Page 118 - Kumpulan CerPen-by Suci Harjono
P. 118
bisa menerima Jawi apa adanya, tetapi tidak dengan keluarganya. Saat
hubungan mereka menginjak tahun kedua, saat Jawi mulai dikenalkan
dengan keluarganya, itulah awal dari perubahan dirinya.
“Tidak! Sekali lagi tidak boleh! Ibu dan rama tidak akan ijinkan
kamu berpacaran dengan perempuan yang tingkahnya mirip laki-laki.
Wong wadon kok rambute cendhak. Perempuan apaan itu, tomboi,
nggak bisa masak, nggak bisa nari. Sekali lagi ibu tidak ijinkan!

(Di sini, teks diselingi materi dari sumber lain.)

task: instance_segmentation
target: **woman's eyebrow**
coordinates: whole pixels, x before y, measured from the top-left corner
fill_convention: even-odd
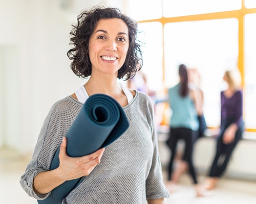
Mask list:
[[[98,30],[96,32],[95,32],[95,33],[97,32],[103,32],[104,33],[106,33],[106,34],[108,33],[108,32],[106,31],[105,31],[104,30],[101,30],[101,29]],[[119,32],[118,33],[118,35],[125,35],[127,36],[127,35],[124,32]]]

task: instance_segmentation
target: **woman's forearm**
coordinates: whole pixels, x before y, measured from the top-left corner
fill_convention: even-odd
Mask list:
[[[33,187],[36,194],[45,194],[51,191],[65,181],[58,176],[56,169],[42,171],[34,178]]]

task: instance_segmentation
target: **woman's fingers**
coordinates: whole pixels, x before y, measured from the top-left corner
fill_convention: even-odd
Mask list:
[[[76,179],[89,175],[100,162],[104,149],[80,157],[70,157],[67,154],[67,138],[63,138],[59,151],[59,170],[66,180]]]

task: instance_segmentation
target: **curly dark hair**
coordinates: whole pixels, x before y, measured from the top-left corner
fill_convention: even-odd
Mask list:
[[[180,94],[182,97],[186,96],[188,94],[188,75],[187,68],[183,64],[179,66],[179,75],[180,78]]]
[[[98,21],[102,19],[119,18],[123,20],[128,27],[129,48],[125,61],[118,70],[118,79],[126,80],[132,78],[142,66],[141,44],[137,38],[138,25],[135,20],[116,8],[105,8],[96,6],[91,10],[84,10],[78,15],[76,24],[73,24],[70,33],[71,37],[70,44],[73,48],[67,52],[72,61],[71,68],[75,74],[82,78],[92,74],[92,64],[89,55],[89,39]]]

Titik!”
seru Raden Ayu Moestiyah, ibunda Satrio dengan nada tinggi.
Pandangan matanya sinis menatap Jawi dari ujung rambut sampai ke
ujung kaki. Sungguh bertolak belakang dengan sikap lembutnya saat
pertama kali dikenalkan setengah jam yang lalu. Awalnya Jawi diterima
dengan sangat baik. Tetapi setelah berbincang sebentar dan mendengar
jawaban atau tepatnya menginterogasi Jawi, seketika sikapnya berubah.
Rasa tidak sukanya ditunjukkan terang-terangan.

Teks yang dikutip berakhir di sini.